The client: sections contains values that are used to configure the AI Optimizer frontend web client.

The frontend web client can be disabled by setting global.enableClient to false.

KeyTypeDefaultDescription
client.replicaCountint1Number of desired pod replicas for the Deployment when autoscaling is disabled
client.imagePullSecretslist[]Secret name containing image pull secrets
client.image.repositorystring"localhost/ai-optimizer-client"Image Repository
client.image.tagstring"latest"Image Tag
Client Features Settings

Disable specific AI Optimizer in the frontend web client.

KeyTypeDefaultDescription
client.features.disableTestbedboolfalseDisable the Test Bed
client.features.disableApiboolfalseDisable the API Server Administration/Monitoring
client.features.disableToolsboolfalseDisable Tools such as Prompt Engineering and Split/Embed
client.features.disableDbCfgboolfalseDisable Tools Database Configuration
client.features.disableModelCfgboolfalseDisable Tools Model Configuration
client.features.disableOciCfgboolfalseDisable OCI Configuration
client.features.disableSettingsboolfalseDisable the Import/Export of Settings

Ollama Settings

The ollama: section contains values that are used to automatically install Ollama and optionally pull models.

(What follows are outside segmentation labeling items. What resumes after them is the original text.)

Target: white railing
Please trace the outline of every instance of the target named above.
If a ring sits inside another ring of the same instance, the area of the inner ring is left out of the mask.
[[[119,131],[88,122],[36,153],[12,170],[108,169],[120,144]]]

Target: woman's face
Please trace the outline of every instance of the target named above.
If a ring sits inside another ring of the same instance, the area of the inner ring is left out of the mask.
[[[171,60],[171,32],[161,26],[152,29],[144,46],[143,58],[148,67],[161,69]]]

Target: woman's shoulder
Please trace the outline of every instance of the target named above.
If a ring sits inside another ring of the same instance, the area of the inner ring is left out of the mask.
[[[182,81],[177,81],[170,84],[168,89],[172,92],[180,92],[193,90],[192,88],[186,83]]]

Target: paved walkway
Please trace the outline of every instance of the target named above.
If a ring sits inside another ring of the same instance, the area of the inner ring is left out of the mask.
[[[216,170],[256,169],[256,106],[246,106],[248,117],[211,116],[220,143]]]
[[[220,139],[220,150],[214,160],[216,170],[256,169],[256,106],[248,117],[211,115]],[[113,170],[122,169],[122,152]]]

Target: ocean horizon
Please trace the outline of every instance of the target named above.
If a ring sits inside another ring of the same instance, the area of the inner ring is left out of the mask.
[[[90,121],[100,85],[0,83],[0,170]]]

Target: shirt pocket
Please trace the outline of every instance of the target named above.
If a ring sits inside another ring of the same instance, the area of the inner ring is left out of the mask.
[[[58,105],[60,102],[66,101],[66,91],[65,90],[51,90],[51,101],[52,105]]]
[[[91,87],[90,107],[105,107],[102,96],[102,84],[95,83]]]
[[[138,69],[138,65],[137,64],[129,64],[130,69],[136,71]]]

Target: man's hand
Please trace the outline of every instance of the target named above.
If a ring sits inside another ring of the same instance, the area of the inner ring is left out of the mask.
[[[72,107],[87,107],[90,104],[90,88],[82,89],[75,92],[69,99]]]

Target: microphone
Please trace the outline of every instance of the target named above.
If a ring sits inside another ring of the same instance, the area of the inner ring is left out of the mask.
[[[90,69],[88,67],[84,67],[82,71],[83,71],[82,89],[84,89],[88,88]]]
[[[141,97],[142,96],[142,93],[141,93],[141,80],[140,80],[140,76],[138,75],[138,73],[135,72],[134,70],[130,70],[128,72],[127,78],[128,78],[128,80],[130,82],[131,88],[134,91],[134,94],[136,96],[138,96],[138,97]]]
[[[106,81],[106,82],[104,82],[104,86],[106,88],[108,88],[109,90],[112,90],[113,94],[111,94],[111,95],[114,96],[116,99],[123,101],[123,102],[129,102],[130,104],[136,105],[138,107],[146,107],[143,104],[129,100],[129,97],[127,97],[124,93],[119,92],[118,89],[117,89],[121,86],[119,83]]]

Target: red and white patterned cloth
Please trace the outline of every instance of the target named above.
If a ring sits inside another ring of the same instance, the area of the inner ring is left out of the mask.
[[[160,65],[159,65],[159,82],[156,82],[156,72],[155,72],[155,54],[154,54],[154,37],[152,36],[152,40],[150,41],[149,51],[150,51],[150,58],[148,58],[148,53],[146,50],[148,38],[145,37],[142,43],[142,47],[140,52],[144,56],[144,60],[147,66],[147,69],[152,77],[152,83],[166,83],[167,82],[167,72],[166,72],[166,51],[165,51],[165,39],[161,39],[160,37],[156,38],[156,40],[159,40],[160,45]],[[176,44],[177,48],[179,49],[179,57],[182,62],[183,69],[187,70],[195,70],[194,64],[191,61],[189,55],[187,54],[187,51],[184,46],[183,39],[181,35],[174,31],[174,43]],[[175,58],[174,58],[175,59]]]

The Ollama functionality can be enabled by setting global.enableOllama to true.

It is recommended only to enable this functionality when you have access to a GPU worker node. Use the scheduling and resource constraints to ensure the Ollama resources are running on that GPU.

KeyTypeDefaultDescription
ollama.replicaCountint1Number of desired pod replicas for the Deployment
ollama.image.repositorystring"docker.io/ollama/ollama"Image Repository
ollama.image.tagstring"latest"Image Tag
ollama.models.enabledbooltrueEnable automatic pulling of models
ollama.models.modelPullListlist["llama3.1","mxbai-embed-large"]List of models to automatically pull
ollama.resourcesobject{}Requests and limits for the container. Often used to ensure pod is running on a GPU worker
ollama.nodeSelectorobject{}Constrain pods to specific nodes Often used to ensure pod is running on a GPU worker
ollama.affinityobject{}Rules for scheduling pods Often used to ensure pod is running on a GPU worker
ollama.tolerationslist[]For scheduling pods on tainted nodes Often used to ensure pod is running on a GPU worker

Deploy

Once your values.yaml has been configured and you have a Kubernetes cluster available. Deploy the Helm Chart:

  1. Add the Helm Repository
helm repo add ai-optimizer https://oracle-samples.github.io/ai-optimizer/helm
  1. Apply the values.yaml file:
helm upgrade --install ai-optimizer \
  ai-optimizer/ai-optimizer \
  --namespace ai-optimizer \
  --values values.yaml

Kind Example

Give the Helm Chart a spin using a locally installed Kind for experimenting and development.

  1. Install Kind locally

    There are many ways to install Kind, refer to the official documentation for more information.

  2. Create a Cluster

    kind create cluster -n ai-optimizer
  3. Build the Images

    Build the AI Optimizer Images per the above instructions. There’s no need to tag or push them.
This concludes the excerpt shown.